Disclaimer: I received a free review copy of this title from the publisher.
“She began to feel that the tech industry, which prided itself on having disrupted so many other things, was now creeping up on the moment when it would attempt to disrupt death.”
When wealthy businessman Richard “Dodge” Forthrast dies on the operating table during what was supposed to have been a routine operation, his family discovers that a decade earlier, he made out a highly unusual will, bequeathing his body to science with the understanding that it should be preserved until such time as his brain can be digitized and uploaded. In the intervening time, his Corporation 9592 has made a vast fortune, and his death establishes a highly-endowed foundation charged with helping bring this future to pass. His will also binds his fate together with the machinations of the eccentric billionaire Elmo Shepherd, who has his own ideas about the digital afterlife. As years pass in Meatspace, an elaborate structure of shell companies, foundations, and quasi-religious movements grow up around supporting Bitworld, with Dodge’s niece Zula, her daughter Sophia, and his friend and former colleague Corvallis Kawasaki caught up the labyrinthine consequences of Richard Forthrast’s last will and testament.
You probably need to be an author as established and respected in the genre as Neal Stephenson to get away with writing a book like this. It is nearly 900 pages long, and begins with the protagonist waking up, and spending a good several pages pondering the concept of consciousness. It then goes on to pull in mythology, theology, philosophy, and literature, all while toggling between science fiction tropes and high fantasy quests, through an ever-shifting cast of point-of-view characters. After teeing off the action with his death in the opening chapters, Dodge himself disappears from the narrative for nearly three-hundred pages. Stephenson is also the author of a trilogy known collectively as The Baroque Cycle, and baroque is certainly a term that is applicable here as well.

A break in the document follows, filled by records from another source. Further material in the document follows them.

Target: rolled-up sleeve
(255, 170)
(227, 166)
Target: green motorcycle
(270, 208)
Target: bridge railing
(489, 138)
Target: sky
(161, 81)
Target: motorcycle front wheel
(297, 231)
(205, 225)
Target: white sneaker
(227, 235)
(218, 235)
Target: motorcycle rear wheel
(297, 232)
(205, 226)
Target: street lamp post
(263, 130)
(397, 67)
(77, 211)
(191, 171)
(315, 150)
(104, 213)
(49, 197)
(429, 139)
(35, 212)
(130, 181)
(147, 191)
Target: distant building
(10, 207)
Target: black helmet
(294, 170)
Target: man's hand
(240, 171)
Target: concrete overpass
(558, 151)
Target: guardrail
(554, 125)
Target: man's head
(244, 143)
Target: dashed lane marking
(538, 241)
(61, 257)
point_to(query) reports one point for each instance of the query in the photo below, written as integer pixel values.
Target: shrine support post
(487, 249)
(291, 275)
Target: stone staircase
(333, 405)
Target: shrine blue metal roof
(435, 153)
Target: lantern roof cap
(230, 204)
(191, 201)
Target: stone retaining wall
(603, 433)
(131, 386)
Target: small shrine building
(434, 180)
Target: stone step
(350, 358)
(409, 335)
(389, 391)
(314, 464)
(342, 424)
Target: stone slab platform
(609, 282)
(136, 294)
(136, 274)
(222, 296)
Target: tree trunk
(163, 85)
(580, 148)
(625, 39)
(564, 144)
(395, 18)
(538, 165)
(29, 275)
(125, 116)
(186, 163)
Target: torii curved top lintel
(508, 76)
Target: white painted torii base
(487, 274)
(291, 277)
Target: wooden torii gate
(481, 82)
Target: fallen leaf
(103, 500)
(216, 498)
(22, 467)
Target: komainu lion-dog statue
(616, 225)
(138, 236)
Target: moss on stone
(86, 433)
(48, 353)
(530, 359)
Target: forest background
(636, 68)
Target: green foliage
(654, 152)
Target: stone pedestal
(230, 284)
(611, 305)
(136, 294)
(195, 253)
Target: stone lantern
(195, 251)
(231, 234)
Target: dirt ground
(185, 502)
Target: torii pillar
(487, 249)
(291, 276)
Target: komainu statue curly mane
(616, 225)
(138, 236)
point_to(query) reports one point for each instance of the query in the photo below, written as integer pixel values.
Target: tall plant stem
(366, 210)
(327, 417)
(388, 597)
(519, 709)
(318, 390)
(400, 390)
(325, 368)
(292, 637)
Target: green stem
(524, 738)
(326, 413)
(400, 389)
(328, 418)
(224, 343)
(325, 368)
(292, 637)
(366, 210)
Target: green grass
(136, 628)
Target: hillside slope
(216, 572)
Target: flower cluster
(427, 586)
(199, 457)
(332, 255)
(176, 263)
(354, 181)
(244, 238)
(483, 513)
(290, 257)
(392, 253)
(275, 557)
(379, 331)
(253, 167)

After Dodge’s death, the narrative is handed over to Corvallis, aka C-Plus, who has been named the executor of his friend’s will. It is up to him to help Zula and the rest of the Forthrast family navigate the bizarre ramifications of Dodge’s forgotten desire to live forever in bits and pixels. Meanwhile, C-Plus is caught up in the largest internet conspiracy ever executed, one he believes, but cannot prove, to have been masterminded by El Shepherd for reasons unknown. The baton then passes to Sophia, now grown into a college student, and planning to spend her summer as an intern at the Forthrast Family Foundation, working on the problem of DB or Dodge’s Brain. But first she must make the trek across the post-truth America created by El’s Moab Hoax. These three hundred pages set the stage for the creation of Bitworld.
When Dodge’s Brain is finally digitized, uploaded, and switched on, Fall becomes focused upon literal world-building. Existing mythology meets new creation story as the being who calls himself Egdod achieves consciousness and begins to give shape to the Land. The language also shifts accordingly, as Stephenson’s style becomes more formal, adopting the tone and cadence of mythology. Egdod cannot quite recall before, and indeed it takes him some time to remember that there was a before, but the world he is shaping around him nevertheless begins to bear a distinct resemblance to the imperfect one he left behind. For a time, he is the god of his own universe, but out in Meatspace, once it becomes apparent that the simulation is live, soon many more souls are clamouring to be scanned and uploaded when they meet their end. At first, those left behind can only see what is being created in terms of computational resources consumed, but with the invention of the Landform Visualization Utility, soon watching the goings-on in The Land becomes the primary form of entertainment for those on the original plane of existence. And not everyone there likes what they are seeing, or believes it is how the afterlife should look.
In general, I was more interested in the events back in the “real” world, rather than the development of The Land. The end of death as we know it has profound effects on Meatspace, not all of which Stephenson takes the time to fully explore. But Fall is working on a long time-scale, so as the story progresses, many of the characters that began in one realm cross over into the other. The resulting story is a strange brew of mythology and scripture, meandering at times, and engrossing at others. Fall has distinct biblical influences, pulling in the Tower of Babel and Adam and Eve, but also draws significantly upon Greek mythology, and the rivalry of the gods. The physical edition is adorned with Gustave Doré end-papers, and Milton’s Paradise Lost is also heavily in the mix. An altogether curious journey.